Julie Mendoza allait demander d’autres précisions lorsque son attention fut attirée par deux têtes qui émergeaient près de la barge. Les plongeurs firent quelques brasses, grimpèrent les barreaux d’une échelle rouillée et se débarrassèrent de leur lourd équipement. Les gouttes d’eau scintillaient sur leurs combinaisons.

Le plus grand des deux ôta son casque et se passa la main dans ses cheveux noirs et drus. Son visage était très bronzé et ses yeux du vert le plus éclatant que la jeune femme eût jamais vu. Il avait l’apparence d’un homme qui souriait souvent, qui défiait sans cesse l’existence et qui acceptait la victoire comme la défaite avec une égale indifférence. Il se redressa. Il mesurait près de 1,90 mètre et ses muscles jouaient en souplesse sous la combinaison. Julie Mendoza sut qu’elle était devant Dirk Pitt.

Il se tourna vers les membres de l’équipe et annonça avec un large sourire :

« Nous l’avons trouvé.

— Bravo ! » s’exclama Giordino en lui assenant une grande claque dans le dos.

Tout le monde se mit à poser aux deux plongeurs un tas de questions auxquelles ils répondirent entre deux gorgées de bière. Giordino finit par se souvenir de la présence de la jeune femme et il lui fit signe d’avancer.

« Je te présente Julie Mendoza, de l’A.P.E. Elle veut nous parler. »

Dirk Pitt lui tendit la main en lui décochant un regard appréciateur :

« Si vous voulez bien me laisser une minute pour enlever cette combinaison et me sécher...

— Je crains que nous n’ayons pas le temps, l’interrompit-elle. Nous pourrons parler dans le Catalina. L’amiral Sandecker a pensé que l’avion serait plus rapide que l’hélicoptère.

— Je ne vous suis plus.

— Je n’ai pas le temps de vous expliquer. Nous devons partir immédiatement. Tout ce que je peux vous dire, c’est que vous avez été désigné sur un nouveau projet. »

Elle avait une voix un peu rauque qui intriguait Pitt.

« Pourquoi toute cette hâte ? demanda-t-il.

— Je ne peux pas vous donner d’autres détails », fit-elle en examinant les visages curieux des hommes qui les entouraient.

Pitt se tourna vers Giordino :

« Qu’en penses-tu, Al ? »

Celui-ci feignit de réfléchir.

« Je ne sais pas. La dame me paraît plutôt déterminée. D’un autre côté, j’ai trouvé ici une famille et j’hésite beaucoup à m’en séparer. »

Julie Mendoza, comprenant que les deux hommes se moquaient d’elle, rougit de colère.

« Je vous en supplie, chaque minute compte.

— Vous pourriez peut-être nous dire au moins où on va ?

— A la base aérienne de Langley, où un avion militaire nous attend pour nous conduire à Kodiak, en Alaska. »

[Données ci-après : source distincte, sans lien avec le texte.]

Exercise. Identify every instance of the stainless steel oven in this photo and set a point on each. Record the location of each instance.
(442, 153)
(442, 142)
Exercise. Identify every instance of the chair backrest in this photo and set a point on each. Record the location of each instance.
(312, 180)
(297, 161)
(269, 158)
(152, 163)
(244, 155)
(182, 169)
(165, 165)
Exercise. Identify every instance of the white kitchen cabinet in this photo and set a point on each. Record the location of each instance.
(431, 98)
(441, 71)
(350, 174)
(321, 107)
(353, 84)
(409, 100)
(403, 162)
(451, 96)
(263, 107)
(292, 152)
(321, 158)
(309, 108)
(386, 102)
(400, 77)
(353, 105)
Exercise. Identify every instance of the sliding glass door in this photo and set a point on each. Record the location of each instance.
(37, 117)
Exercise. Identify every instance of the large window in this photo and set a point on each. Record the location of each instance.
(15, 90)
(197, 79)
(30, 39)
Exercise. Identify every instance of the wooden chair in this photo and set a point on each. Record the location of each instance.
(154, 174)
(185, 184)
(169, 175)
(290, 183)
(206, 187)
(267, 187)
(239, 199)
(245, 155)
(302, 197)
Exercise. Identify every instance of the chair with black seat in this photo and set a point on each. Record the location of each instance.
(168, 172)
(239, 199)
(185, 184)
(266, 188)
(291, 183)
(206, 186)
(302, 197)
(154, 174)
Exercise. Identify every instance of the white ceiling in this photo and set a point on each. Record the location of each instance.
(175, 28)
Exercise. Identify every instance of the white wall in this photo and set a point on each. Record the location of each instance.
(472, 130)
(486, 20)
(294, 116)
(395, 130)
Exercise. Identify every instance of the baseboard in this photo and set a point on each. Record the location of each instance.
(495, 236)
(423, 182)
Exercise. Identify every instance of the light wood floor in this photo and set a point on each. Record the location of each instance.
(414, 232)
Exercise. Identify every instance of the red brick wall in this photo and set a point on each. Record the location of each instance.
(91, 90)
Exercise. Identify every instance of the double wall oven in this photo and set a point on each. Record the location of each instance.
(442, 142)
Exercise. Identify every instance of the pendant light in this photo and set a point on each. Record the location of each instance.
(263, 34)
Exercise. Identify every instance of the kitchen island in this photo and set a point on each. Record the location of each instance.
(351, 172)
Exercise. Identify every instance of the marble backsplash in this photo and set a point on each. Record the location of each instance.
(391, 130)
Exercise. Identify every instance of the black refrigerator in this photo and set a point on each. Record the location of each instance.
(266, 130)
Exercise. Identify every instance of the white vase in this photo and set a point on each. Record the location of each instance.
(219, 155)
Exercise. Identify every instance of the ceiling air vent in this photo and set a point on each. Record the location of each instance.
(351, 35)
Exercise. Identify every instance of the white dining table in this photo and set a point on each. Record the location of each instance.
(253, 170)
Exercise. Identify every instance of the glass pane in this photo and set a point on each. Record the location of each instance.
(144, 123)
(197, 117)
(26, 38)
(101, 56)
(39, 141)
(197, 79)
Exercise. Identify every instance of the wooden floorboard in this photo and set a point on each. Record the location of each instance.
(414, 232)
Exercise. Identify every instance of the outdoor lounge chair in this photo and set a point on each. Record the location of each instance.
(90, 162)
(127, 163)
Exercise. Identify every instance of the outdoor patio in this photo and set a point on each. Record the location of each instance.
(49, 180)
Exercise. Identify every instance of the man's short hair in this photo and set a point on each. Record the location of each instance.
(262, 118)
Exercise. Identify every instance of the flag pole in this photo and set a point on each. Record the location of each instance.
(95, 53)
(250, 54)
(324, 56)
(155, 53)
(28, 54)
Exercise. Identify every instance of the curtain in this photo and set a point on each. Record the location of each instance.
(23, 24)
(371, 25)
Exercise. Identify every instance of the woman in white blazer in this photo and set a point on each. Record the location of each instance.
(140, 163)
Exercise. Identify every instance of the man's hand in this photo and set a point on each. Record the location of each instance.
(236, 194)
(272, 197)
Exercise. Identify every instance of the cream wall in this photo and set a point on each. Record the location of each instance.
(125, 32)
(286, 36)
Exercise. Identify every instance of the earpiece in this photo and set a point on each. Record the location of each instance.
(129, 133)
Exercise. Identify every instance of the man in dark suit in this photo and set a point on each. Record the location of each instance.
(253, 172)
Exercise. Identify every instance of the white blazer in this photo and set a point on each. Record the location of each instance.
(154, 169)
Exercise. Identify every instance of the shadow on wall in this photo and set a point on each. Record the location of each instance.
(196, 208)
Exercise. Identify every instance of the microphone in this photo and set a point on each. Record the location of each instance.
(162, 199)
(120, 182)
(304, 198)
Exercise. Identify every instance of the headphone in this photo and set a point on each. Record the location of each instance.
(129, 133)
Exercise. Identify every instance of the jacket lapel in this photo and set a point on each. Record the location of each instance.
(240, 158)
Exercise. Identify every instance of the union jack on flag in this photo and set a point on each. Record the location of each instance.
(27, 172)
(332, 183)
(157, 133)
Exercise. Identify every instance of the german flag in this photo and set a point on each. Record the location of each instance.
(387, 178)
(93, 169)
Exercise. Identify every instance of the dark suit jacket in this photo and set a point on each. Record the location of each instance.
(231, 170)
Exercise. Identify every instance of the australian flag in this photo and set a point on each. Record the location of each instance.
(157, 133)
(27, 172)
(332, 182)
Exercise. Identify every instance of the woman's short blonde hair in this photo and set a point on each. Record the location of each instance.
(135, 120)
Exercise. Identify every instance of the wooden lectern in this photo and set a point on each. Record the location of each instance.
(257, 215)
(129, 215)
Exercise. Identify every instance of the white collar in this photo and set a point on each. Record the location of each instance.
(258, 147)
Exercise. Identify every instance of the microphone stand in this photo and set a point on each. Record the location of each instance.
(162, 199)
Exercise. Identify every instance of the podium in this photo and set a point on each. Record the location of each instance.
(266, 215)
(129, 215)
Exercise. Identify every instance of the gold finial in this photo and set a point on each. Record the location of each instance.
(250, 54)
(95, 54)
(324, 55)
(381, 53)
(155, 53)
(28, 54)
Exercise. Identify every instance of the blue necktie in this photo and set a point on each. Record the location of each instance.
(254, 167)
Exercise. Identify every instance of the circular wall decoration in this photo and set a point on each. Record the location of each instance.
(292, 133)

Elle aurait pu tout aussi bien leur annoncer qu’ils devaient se rendre sur la Lune. Pitt la dévisagea, cherchant à déchiffrer son expression. Il n’y lut que la résolution et la gravité.

« Je crois que je ferais mieux quand même mieux de contacter l’amiral pour confirmation.

— Vous pourrez le faire sur le chemin de Langley, répliqua-t-elle d’un ton ferme. Je me suis occupée de vos affaires personnelles. Vos vêtements et tout ce dont vous avez besoin pour une opération d’une durée de deux semaines se trouvent déjà à bord. (Elle s’interrompit et le fixa droit dans les yeux.) Assez de bavardages maintenant, Mr. Pitt. Pendant que nous traînons ici, des gens sont en train de mourir. Croyez-moi sur parole. Si vous êtes bien l’homme dont on m’a parlé, vous allez cesser de faire l’idiot et embarquer immédiatement sur cet hydravion !

— Eh bien, vous savez ce que vous voulez, vous, au moins !

— En général, oui. »

Un silence pesant s’installa. Puis Pitt prit une profonde inspiration et se tourna vers Giordino :

« II paraît que l’Alaska est superbe en cette saison. »

Son adjoint affecta un air rêveur :

« Avec un tas de bistrots à visiter. »

Pitt s’adressa alors à l’autre plongeur qui finissait de se débarrasser de sa combinaison :

« Je te confie la suite, Charlie... Tu récupères l’éperon du Merrimack et tu le livres au labo.

— D’accord. »

Pitt hocha la tête puis, en compagnie de Giordino, se dirigea vers le Catalina. Les deux hommes parlaient entre eux comme si Julie Mendoza n’existait pas.

« J’espère qu’elle n’a pas oublié mes cannes à pêche, fit Giordino avec le plus grand sérieux. Ça doit regorger de saumons là-bas.

— Moi, j’ai l’intention de faire du caribou, poursuivit Pitt sur le même ton. Il paraît qu’ils galopent plus vite qu’un cheval. »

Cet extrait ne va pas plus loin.